Chi vincerà? Il risultato è incerto. Ovviamente, sulla carta, l’Italia è molto più forte della Croazia. La squadra slava, tuttavia, possiede individualità eccellenti. Una di questa è Modric che è anzi il giocatore più rappresentativo della nazionale guidata da Bilic. Per lui si sta paventando addirittura un passaggio al Chelsea, campione d’europa in carica.
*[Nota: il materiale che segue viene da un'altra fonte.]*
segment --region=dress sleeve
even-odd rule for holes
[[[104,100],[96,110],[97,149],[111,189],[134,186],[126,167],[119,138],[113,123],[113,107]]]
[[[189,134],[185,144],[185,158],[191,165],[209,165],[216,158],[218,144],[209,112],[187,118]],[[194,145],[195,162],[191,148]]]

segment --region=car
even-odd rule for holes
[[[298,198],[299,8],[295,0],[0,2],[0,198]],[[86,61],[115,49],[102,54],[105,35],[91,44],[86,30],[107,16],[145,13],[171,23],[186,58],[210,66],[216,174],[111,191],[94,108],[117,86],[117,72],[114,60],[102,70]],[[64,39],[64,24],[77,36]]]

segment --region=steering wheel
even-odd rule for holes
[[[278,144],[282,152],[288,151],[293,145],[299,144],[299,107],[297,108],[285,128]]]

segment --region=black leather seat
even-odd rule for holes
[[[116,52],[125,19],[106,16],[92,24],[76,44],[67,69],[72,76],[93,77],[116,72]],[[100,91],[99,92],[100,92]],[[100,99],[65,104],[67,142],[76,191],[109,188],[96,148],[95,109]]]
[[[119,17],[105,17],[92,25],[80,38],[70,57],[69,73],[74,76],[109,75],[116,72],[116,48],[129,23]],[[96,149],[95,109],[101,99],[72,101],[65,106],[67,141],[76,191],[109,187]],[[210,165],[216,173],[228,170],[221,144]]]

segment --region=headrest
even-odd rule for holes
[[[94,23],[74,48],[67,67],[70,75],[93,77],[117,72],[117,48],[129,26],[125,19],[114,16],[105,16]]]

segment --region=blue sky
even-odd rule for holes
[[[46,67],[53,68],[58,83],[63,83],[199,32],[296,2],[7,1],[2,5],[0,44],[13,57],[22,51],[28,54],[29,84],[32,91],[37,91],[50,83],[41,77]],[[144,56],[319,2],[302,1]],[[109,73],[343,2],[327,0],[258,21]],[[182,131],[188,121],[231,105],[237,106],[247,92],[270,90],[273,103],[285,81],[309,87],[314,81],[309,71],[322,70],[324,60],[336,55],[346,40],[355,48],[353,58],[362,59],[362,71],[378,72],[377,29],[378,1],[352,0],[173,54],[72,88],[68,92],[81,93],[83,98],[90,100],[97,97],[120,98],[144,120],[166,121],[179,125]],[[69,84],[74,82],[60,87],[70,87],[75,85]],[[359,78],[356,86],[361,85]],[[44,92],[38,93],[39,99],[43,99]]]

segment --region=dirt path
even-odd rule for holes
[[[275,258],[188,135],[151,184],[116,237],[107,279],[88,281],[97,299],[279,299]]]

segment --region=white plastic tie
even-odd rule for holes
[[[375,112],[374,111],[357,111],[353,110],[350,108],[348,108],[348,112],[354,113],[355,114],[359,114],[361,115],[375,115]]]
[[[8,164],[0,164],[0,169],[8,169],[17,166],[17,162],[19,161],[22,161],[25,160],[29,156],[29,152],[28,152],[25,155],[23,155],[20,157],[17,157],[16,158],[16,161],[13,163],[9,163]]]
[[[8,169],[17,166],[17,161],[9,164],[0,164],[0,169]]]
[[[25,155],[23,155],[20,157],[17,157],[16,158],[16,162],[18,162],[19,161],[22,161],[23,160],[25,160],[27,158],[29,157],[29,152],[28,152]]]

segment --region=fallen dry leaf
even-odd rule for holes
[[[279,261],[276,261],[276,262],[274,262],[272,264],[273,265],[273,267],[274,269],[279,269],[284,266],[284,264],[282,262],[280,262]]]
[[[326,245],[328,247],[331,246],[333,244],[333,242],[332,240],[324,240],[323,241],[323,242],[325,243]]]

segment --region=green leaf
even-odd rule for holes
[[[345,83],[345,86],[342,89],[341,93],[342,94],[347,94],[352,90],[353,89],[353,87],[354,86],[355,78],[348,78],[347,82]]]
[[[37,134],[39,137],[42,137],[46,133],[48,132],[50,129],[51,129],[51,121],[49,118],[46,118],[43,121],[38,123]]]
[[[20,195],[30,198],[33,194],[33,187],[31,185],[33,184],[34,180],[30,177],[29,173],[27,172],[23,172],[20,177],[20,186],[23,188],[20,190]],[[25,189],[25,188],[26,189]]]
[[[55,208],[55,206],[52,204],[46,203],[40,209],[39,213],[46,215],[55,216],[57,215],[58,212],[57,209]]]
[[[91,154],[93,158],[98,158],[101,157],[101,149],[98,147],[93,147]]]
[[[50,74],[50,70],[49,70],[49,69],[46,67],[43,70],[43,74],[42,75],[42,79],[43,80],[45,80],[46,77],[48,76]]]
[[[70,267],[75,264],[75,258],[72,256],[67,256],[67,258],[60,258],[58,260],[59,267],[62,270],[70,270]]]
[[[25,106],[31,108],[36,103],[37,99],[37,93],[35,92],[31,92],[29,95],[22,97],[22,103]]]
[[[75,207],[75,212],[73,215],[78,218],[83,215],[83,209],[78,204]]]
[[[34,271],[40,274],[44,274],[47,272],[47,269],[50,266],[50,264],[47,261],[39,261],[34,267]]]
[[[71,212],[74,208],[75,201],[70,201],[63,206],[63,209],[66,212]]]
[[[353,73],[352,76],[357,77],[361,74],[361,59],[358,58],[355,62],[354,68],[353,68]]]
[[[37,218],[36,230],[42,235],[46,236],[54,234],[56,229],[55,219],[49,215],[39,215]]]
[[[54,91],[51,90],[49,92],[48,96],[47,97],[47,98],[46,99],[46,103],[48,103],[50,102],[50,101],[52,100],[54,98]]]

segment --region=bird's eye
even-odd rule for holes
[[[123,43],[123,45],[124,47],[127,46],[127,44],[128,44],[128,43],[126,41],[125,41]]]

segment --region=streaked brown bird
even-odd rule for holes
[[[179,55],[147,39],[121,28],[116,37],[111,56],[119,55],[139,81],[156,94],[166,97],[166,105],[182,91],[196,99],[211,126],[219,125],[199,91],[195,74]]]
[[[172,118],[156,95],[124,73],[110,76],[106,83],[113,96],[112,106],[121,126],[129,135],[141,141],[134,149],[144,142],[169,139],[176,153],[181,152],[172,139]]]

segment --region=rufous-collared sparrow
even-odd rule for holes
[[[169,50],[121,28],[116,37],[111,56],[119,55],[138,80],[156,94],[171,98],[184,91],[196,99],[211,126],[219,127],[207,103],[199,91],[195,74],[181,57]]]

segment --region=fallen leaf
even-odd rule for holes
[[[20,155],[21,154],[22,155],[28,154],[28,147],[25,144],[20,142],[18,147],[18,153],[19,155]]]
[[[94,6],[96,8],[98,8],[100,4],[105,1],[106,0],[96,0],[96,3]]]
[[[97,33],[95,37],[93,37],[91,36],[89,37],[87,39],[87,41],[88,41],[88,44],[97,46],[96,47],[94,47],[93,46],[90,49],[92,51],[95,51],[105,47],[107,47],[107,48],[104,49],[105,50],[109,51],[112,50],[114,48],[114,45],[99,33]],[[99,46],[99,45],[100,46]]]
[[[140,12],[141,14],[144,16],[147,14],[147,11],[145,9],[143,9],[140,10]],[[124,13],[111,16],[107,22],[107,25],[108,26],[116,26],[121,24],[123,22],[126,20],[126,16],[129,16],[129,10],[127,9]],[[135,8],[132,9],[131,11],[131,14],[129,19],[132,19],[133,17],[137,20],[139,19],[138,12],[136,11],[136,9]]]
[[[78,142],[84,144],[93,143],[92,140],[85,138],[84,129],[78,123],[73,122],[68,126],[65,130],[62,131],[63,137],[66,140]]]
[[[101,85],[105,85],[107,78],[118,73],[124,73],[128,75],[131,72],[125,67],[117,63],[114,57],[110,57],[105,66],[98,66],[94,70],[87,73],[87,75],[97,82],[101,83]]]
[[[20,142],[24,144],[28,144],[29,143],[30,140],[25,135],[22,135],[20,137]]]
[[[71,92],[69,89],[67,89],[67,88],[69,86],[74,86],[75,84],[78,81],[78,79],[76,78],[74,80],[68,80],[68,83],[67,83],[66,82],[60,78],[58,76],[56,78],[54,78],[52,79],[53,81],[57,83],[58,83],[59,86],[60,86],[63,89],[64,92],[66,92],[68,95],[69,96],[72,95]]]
Noi, ricordiamo, abbiamo gente del calibro di Cassano, Di Natale, Buffon, De Rossi, Balotelli. Proprio sull’attaccante del Manchester City si stanno addensando negli ultimi giorn dubbi più o meno grossi. Con tutta probabilità verrà riconfermato ma molti pensano che sia meglio spedirlo in panchina e mandare un campo Di Natale, in questo periodo della sua carriera calcistica una garanzia in zona gol (come ha dimostrato in occasione di Italia-Spagna).

Balotelli

Tatticamente Italia-Croazia è una delle più interessanti di Euro 2012 (ma anche Olanda-Germania di stasera non scherza). La Croazia è una squadra che gioca in modo molto semplice, sfrutta la sua fisicità, il gioco sulle fasce e quindi ‘abusa’ di cross per la testa dei due attaccanti, molto alti e bravi di testa. L’Italia è diversissima. Gli Azzurri giocano palla a terra, giocando spesso in orizzantale e tenendo la palla. Difesa a parte, inoltre, i nostri giocatori sono brevilinei. I vari Cassano, Giovinco, Di Natale non superano il metro e settantacinque. La chiave potrebbe essere proprio questa: rispondere alla loro fisicità con la nostra rapidità. Da questo punto di vista sarebbe meglio inserire fin dall’inizio sia Giovinco che Di Natale, due folletti in grado di mettere scompiglio nella macchinosa difesa croata. Molto probabilmente, però, Prandelli confermerà gli undici dell’esordio.